I’ve been very busy lately.  As I drove home tonight, I thought to myself, I wish there were more hours in a day.  Well, why can’t there be more hours in a day?  If there were more hours in a day, wouldn’t time seem to slow down?  Dear Reader, you may think this random musing is an exercise in futility, but consider this.  Time is an artificial construct defined by by society.  For example, this is the month of February.  It has 28 days–fewer than any other month of the Julian calendar.  During Leap Year, February has 29 days.  Still, February is always two or three days shorter than the month of January.  So much of what we do is bound by time constraints that one could surmise that time passes by more quickly in February than it does in January.  Two months that are virtually identical in a calendar year differ in their length of time.  Deadlines in February–from mortgage payments to work assignments–must be met at least a couple days sooner this month than they did in January.  Certainly, work volumes vary from month to month, but given the same amount of work, February feels more hectic than a month like January because it is shorter.
 
I believe the same is true when subdividing time by hours, minutes, and seconds.  If you varied the rate at which they pass, time would seem to pass by faster or slower.  If your life is constraint by time, this can have profound impact on your life.  I recall reading about efforts during the Industrial Age to adopt digital, or metric time.  In the Nineteenth Century, the French introduced a decimal time system that replaced 86,400 standard seconds in a day with 100,000 seconds.  Here are the conversions from standard time to decimal time:
 
  • One decimal second is 86400/100000 = 0.864 standard seconds.
  • One decimal minute is 1440/1000 = 1.44 standard minutes, i.e. 1 minute 26.4 seconds.
  • One decimal hour is 24/10 = 2.4 standard hours.
  • A decimal day has 10 hours, and a decimal hour has 100 minutes.  Each decimal minute has 100 seconds.  If we all used decimal time, our day would only be 10 hours long.  Think of the implications!  You might sleep three hours on average (2.4 x 3 = 7.2 standard hours on average) and work for four hours (2.4 x 4 = 9.6 standard hours).  A standard four-hour work day (including lunchtime, of course) would translate into a 9.6 hour workday.  A five-day work week would be 48 hours (9.6 hours/day x 5 days) per week.  You would probably work more and sleep less.
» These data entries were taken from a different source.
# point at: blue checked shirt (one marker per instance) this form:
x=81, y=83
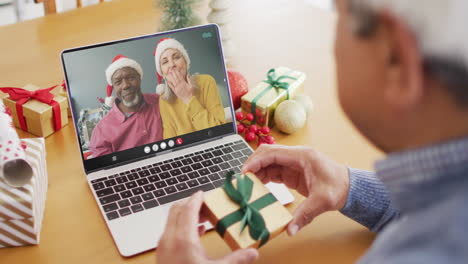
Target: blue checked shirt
x=417, y=202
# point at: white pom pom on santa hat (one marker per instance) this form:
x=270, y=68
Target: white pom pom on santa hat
x=119, y=62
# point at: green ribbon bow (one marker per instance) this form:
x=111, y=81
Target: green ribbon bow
x=273, y=83
x=248, y=214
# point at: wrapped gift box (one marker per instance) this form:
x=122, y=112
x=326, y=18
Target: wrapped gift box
x=22, y=209
x=38, y=115
x=282, y=83
x=60, y=90
x=219, y=208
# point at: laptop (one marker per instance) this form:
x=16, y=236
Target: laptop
x=136, y=178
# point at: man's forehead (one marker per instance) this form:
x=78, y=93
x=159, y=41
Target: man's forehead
x=169, y=52
x=124, y=71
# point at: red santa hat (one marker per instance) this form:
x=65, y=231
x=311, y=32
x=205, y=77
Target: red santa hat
x=164, y=44
x=119, y=62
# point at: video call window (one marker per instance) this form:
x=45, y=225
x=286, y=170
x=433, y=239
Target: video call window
x=130, y=93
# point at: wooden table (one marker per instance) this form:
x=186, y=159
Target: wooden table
x=267, y=33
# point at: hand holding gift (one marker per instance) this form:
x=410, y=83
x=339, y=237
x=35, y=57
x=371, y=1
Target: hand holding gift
x=324, y=182
x=180, y=243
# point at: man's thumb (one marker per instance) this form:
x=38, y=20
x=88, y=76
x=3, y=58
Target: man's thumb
x=303, y=215
x=241, y=256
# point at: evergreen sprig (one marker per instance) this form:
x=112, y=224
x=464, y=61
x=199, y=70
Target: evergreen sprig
x=177, y=14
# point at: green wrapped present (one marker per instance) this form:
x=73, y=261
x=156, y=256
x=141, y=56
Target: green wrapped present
x=281, y=84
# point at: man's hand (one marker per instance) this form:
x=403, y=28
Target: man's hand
x=180, y=242
x=180, y=85
x=324, y=182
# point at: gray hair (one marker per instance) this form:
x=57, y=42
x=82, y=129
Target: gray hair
x=440, y=63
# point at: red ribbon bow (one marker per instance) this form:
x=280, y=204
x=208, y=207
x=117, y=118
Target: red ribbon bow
x=21, y=96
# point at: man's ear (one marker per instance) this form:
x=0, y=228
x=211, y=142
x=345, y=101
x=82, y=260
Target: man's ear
x=404, y=85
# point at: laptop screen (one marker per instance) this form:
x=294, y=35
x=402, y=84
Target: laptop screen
x=140, y=97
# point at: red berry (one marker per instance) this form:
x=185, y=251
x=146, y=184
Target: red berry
x=249, y=137
x=240, y=128
x=253, y=129
x=269, y=139
x=239, y=116
x=265, y=130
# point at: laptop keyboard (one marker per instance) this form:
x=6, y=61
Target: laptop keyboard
x=143, y=188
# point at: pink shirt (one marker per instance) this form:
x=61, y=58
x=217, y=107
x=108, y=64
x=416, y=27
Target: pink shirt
x=116, y=132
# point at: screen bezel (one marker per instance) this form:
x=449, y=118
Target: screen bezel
x=134, y=154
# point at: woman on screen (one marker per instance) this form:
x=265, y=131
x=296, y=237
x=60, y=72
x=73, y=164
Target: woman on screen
x=188, y=103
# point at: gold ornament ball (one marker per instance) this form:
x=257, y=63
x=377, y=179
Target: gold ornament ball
x=290, y=116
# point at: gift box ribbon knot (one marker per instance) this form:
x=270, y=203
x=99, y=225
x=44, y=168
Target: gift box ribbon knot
x=248, y=213
x=21, y=96
x=275, y=83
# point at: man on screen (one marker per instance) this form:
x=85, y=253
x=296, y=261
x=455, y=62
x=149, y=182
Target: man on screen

    So what? you might ask.  It means that if we could redefine time to include more hours in a day–say 25, or better yet, 30–a day would not pass by so fast because there would be more time in a day.  Right now, I would love to have 25 hours a day.

    1. Toby

      In all probability i"it could" work but I would would rather master some other basic skills, like cooperation, before we try to redefine time. Myself I love to ponder such questions and avenues of the past to more clearly see the future with little success 😛 Lata

    2. Michael

      Experiments with our circadian rhythm have indicated that if there were no environmental cues we would end up on a 25 hour cycle, staying up an hour later each day and waking in respect.  I have a particularly hard time sticking to the 24 hour day as my schedule does not require me to and thus I do not feel the need to sleep until I have been up for approximately 22 hours. If I could ask for my time from the sun and the moon the day would be about 30 hours.